Prometheus allows querying and graphing not only the metric itself, but
also various functions and aggregates of these metrics. For example, if
a user asks to graph some metric `xyz` the result is a graph with multiple
lines, one line for each shard and node. The syntax `xyz{instance="..."}`
will limit the lines to all shards of just one node (given the node's IP
address), and the syntax `xyz{instance="...",shard="0"}` will show only
one shard of one node. The syntax `xyz{group=~"memtable.*"}` will show
only metrics where the `group` label matches the given regular expression.
The syntax `sum(xyz)` will plot just one line, with the total of the metric
`xyz` over all shards in all nodes.
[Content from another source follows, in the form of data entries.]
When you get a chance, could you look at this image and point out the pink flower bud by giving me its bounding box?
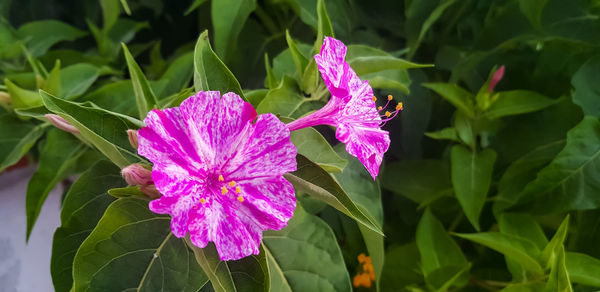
[127,129,139,150]
[45,114,79,134]
[121,164,153,185]
[488,65,504,92]
[140,185,161,199]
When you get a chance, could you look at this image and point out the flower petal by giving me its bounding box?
[223,114,297,181]
[335,124,390,180]
[180,91,256,168]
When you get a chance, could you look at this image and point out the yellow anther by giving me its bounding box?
[396,102,404,111]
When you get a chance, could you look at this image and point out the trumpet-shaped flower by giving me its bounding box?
[138,91,296,260]
[288,37,402,179]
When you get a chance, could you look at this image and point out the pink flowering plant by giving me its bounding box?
[5,0,600,292]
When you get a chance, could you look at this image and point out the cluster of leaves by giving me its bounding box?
[0,0,600,292]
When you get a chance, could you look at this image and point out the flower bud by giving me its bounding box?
[140,185,161,199]
[127,129,139,150]
[121,164,152,185]
[45,114,79,134]
[488,65,504,92]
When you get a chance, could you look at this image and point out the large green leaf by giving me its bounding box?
[211,0,256,60]
[40,91,143,167]
[455,232,543,274]
[256,75,323,118]
[263,206,352,292]
[485,90,558,119]
[186,239,270,292]
[194,30,245,99]
[0,107,47,171]
[50,161,125,292]
[25,129,87,240]
[565,252,600,287]
[71,199,208,292]
[333,144,385,287]
[519,117,600,213]
[290,124,348,172]
[284,155,383,235]
[382,160,453,203]
[416,208,469,289]
[121,44,158,120]
[571,56,600,117]
[450,145,497,230]
[17,20,86,57]
[422,83,475,118]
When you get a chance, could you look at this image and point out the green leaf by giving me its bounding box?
[485,90,558,119]
[416,208,469,289]
[544,244,573,292]
[4,79,43,109]
[382,160,453,203]
[25,129,86,240]
[425,127,460,142]
[381,242,425,291]
[211,0,256,60]
[183,0,206,16]
[284,155,383,235]
[493,140,565,214]
[121,43,158,120]
[50,161,125,292]
[422,83,475,118]
[566,252,600,287]
[454,232,543,274]
[256,76,323,118]
[285,30,308,76]
[290,128,348,172]
[71,199,208,292]
[348,56,433,76]
[17,20,86,57]
[194,30,245,99]
[571,56,600,117]
[40,91,143,168]
[540,214,570,268]
[263,205,352,292]
[450,145,497,230]
[0,107,48,171]
[186,238,270,292]
[59,63,100,99]
[517,116,600,213]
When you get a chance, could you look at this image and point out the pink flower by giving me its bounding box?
[288,37,402,179]
[488,65,504,92]
[121,164,152,186]
[138,91,296,260]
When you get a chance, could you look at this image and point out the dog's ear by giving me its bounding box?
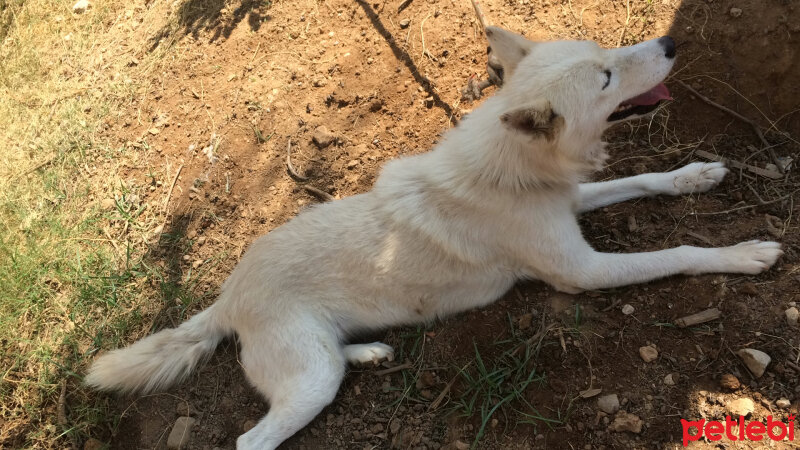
[500,100,564,141]
[486,26,536,78]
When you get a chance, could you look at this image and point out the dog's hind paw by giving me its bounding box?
[344,342,394,364]
[672,162,728,194]
[723,240,783,275]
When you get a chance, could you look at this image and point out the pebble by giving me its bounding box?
[312,125,336,148]
[72,0,92,14]
[725,397,756,417]
[597,394,619,414]
[608,411,642,434]
[83,438,106,450]
[518,313,533,330]
[784,306,800,327]
[167,417,197,449]
[719,373,742,391]
[736,348,772,378]
[100,198,117,210]
[639,345,658,362]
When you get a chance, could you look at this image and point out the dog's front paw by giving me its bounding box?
[724,240,783,275]
[344,342,394,364]
[671,162,728,195]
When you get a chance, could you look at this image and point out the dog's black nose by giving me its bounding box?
[658,36,675,59]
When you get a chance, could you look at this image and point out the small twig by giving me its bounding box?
[397,0,414,12]
[694,150,783,180]
[617,0,631,47]
[689,189,800,216]
[471,0,492,32]
[675,79,783,174]
[58,380,67,427]
[375,363,414,377]
[164,164,183,214]
[286,139,308,181]
[303,184,336,202]
[675,308,722,328]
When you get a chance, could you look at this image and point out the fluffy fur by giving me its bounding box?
[86,28,781,449]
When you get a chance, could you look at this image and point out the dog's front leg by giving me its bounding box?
[539,230,783,293]
[578,162,728,212]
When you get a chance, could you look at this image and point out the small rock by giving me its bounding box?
[736,281,758,295]
[639,345,658,362]
[72,0,92,14]
[597,394,619,414]
[83,438,106,450]
[167,417,197,449]
[369,98,383,112]
[608,411,642,434]
[628,216,639,233]
[719,373,742,391]
[100,198,117,210]
[784,306,800,327]
[736,348,772,378]
[312,125,336,148]
[518,313,533,330]
[416,371,436,389]
[725,397,756,417]
[451,441,469,450]
[242,419,258,433]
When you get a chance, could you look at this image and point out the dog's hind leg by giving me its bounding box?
[231,322,345,450]
[578,162,728,212]
[343,342,394,364]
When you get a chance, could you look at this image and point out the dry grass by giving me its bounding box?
[0,0,203,448]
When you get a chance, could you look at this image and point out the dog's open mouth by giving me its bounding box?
[608,83,672,122]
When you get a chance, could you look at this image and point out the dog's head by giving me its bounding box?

It's also possible to plot partial sums -
for example `sum(xyz) by (group)` generates a separate sum (and plot line)
for each value of the label `group`.
The expression `irate(xyz[1m])` graphs the rate of change (i.e.,
the derivative) of the metric `xyz`. In this last example, the "1m"
selector is ignored by the `irate()` function, but some duration is required
by the Prometheus syntax.
Prometheus supports many more functions and aggregations, which are described
in its documentation:
https://prometheus.io/docs/prometheus/latest/querying/basics/
## Grafana
While Prometheus already allows analyzing and graphing metric data, Grafana
is a more advanced user interface which allows displaying many of these graphs
in professional-looking "dashboards" which are more convenient for end-users
who don't know which metrics Scylla has and what they mean, and want to see
pre-canned dashboards of graphs that are useful for particular purposes.